Girardi said Austin Romine is still competing with Jesus Montero for the backup catcher’s job, at least while Francisco Cervelli recovers. Both need to “show they can possibly handle this situation,” Girardi said. And while Girardi said Romine is a better defensive catcher than Montero, Girardi believes Montero has closed the gap somewhat. Neither has thrived on offense. Romine, 0-for-2 Sunday, is hitting .167. Montero, who doubled in one at-bat, is batting .212.
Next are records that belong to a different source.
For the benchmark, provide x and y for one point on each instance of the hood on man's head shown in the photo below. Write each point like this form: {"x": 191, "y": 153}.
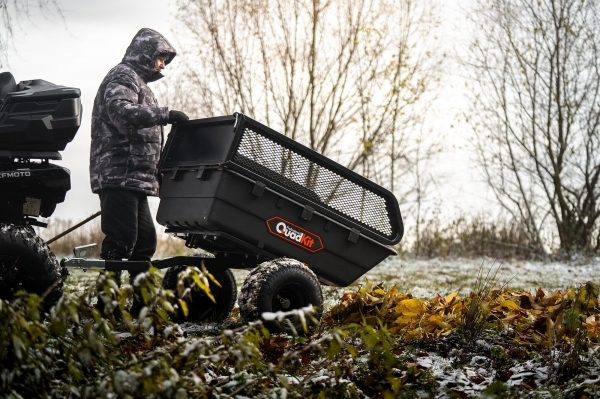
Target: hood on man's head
{"x": 146, "y": 45}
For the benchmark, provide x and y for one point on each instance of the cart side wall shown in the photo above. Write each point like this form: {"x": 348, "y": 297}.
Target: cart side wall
{"x": 229, "y": 202}
{"x": 260, "y": 153}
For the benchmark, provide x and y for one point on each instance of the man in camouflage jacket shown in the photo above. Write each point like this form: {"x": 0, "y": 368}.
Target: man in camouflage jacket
{"x": 127, "y": 137}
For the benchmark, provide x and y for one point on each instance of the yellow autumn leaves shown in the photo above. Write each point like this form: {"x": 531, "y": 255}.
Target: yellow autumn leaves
{"x": 537, "y": 319}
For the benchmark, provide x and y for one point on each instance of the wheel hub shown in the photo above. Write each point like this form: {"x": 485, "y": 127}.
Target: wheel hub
{"x": 285, "y": 302}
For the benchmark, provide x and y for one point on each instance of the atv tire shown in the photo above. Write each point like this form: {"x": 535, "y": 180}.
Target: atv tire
{"x": 201, "y": 307}
{"x": 280, "y": 285}
{"x": 26, "y": 263}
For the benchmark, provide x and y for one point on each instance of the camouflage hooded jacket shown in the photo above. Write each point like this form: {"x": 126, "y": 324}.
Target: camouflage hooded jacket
{"x": 127, "y": 123}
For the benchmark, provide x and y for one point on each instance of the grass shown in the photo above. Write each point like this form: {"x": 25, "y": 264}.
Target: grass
{"x": 374, "y": 341}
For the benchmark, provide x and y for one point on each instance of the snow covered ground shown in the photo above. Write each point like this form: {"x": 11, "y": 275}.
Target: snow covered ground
{"x": 428, "y": 278}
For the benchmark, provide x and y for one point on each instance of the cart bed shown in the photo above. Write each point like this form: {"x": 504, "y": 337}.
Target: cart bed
{"x": 233, "y": 186}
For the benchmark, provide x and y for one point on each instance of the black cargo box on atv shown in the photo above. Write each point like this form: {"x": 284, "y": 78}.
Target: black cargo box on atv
{"x": 232, "y": 185}
{"x": 37, "y": 116}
This reminds me a lot of the “competition” for the 5th starter role that was waged last spring between Phil Hughes, Joba Chamberlain, Sergio Mitre, and Alfredo Aceves. While the team stated publicly on a number of occasions that it was an open competition for that rotation spot, it soon became clear that the job was Hughes’ to lose. The competition was largely a fiction being used to make sure Hughes did not become overly comfortable and continued to work hard on his stuff. Once he showed solid results and a willingness to put in the effort required from him, the battle was over and Hughes was crowned the winner.
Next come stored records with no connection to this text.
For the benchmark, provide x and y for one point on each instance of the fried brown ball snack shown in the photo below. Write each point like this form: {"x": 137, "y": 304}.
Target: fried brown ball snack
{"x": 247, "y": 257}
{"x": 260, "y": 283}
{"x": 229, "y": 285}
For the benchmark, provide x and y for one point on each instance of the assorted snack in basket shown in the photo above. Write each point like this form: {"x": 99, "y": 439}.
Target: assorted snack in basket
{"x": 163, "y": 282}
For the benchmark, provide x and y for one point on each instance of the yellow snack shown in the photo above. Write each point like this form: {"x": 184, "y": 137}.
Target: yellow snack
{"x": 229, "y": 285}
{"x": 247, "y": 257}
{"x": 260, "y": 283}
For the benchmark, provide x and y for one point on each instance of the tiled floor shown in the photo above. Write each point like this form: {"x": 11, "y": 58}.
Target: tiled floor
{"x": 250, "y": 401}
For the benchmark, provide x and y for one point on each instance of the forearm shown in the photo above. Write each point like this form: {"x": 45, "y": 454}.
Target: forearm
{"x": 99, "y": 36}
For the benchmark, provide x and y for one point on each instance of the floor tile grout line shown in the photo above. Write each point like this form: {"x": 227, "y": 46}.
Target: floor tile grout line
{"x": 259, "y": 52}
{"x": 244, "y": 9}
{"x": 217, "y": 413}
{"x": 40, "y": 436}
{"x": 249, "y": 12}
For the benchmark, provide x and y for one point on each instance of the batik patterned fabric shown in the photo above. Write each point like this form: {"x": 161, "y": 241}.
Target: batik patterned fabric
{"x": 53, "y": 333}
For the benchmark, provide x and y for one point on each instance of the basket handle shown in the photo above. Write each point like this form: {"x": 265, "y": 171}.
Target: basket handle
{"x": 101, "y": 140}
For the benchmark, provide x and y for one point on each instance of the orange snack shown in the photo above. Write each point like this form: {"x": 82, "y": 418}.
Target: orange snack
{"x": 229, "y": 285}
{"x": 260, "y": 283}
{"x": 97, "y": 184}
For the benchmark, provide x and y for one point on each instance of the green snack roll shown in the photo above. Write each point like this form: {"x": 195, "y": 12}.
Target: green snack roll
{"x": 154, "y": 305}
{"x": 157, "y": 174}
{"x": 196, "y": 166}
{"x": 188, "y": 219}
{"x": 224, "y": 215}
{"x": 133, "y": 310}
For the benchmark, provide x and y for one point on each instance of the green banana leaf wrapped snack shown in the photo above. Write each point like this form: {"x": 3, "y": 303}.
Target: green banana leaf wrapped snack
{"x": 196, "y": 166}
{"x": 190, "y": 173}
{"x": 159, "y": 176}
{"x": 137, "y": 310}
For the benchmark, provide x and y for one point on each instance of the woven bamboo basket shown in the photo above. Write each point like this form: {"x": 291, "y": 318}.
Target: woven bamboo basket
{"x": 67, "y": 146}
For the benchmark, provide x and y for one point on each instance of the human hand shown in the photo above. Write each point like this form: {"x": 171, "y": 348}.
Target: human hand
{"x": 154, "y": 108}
In this year’s competition, the Yankees are paying lip service to Romine’s chances but are not actually treating him like a contender for the job. Montero has been afforded many more opportunities than Romine to showcase his game, with almost twice as many at-bats (33 to 18) and more innings behind the plate ( 12 games, 8 starts, 61 innings for Montero, 9 games, 3 starts, 40.1 innings for Romine). While the club continues to talk up Romine’s candidacy, their actions clearly state that the job is Montero’s, barring injury.
It seems that once again the Yankees are trying to convince everybody that a competition exists so as to push a player to continue working hard despite his status as a near lock to make the club. Once Francisco Cervelli went down, Montero became the only viable option for the backup catcher spot, so the Yankees created a fictional position battle to make sure that he would not relax with his primary competitor on the disabled list. Much like in the Hughes situation, unless Jesus totally embarrasses himself on the field or does something off the field that shows a lack of commitment, the backup job is his.
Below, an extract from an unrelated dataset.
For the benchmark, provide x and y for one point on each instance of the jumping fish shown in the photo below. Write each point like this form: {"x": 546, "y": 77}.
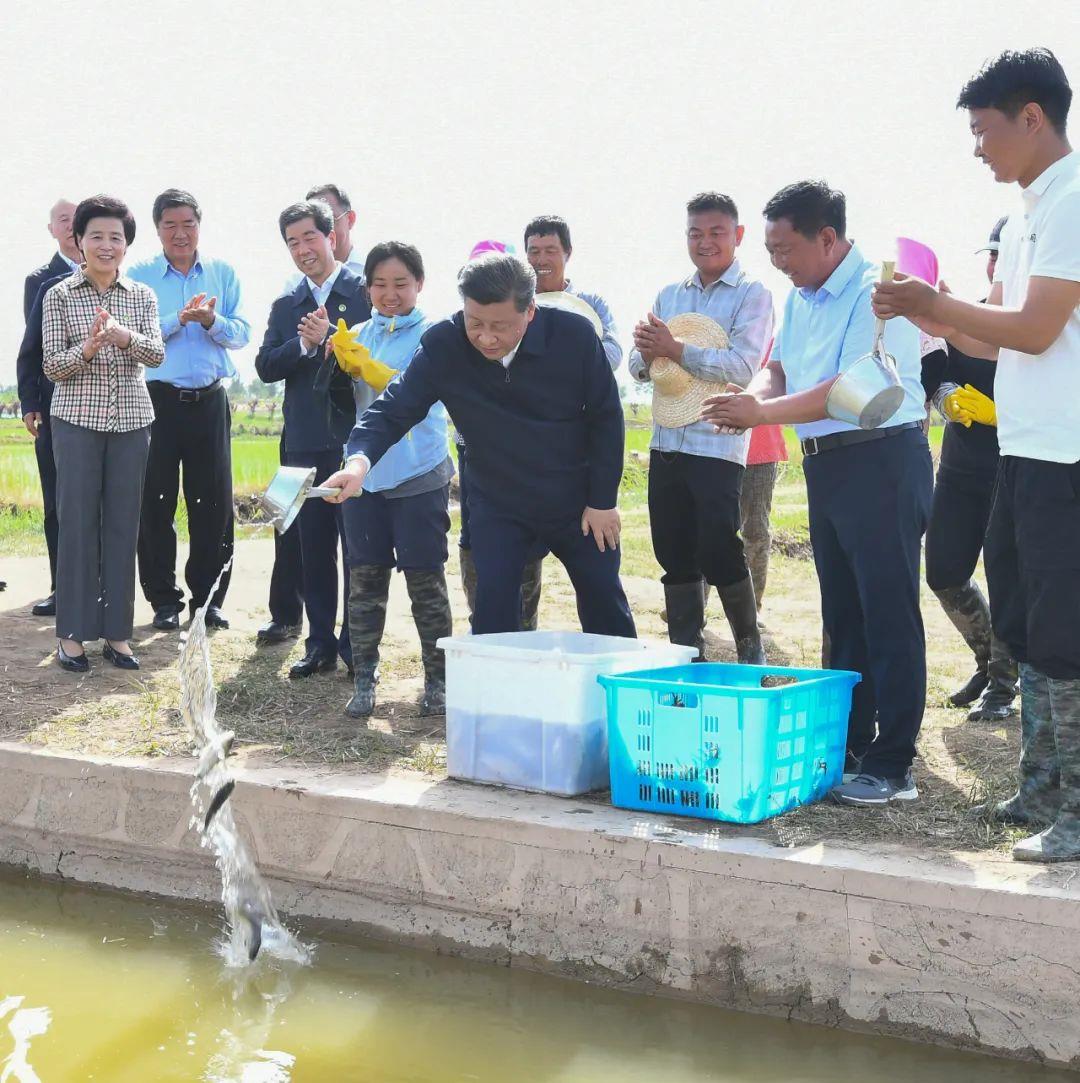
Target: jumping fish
{"x": 219, "y": 798}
That said, I do think that Montero is actually competing with someone: Francisco Cervelli. If Montero starts tearing the cover off the ball once the regular season starts and is adequate behind the plate, he could make it very difficult for the Yankees to send him down once Cervelli is healthy. However, if he continues to struggle with the bat or does extremely poorly as a receiver, it is highly likely that Jesus will be sent back to AAA to continue his development and Cervelli will recover his roster spot. Considering how young Jesus is and the questions about his defense, I expect Cervelli to reclaim the backup catcher’s spot, at least temporarily, at some point in the season’s first few months.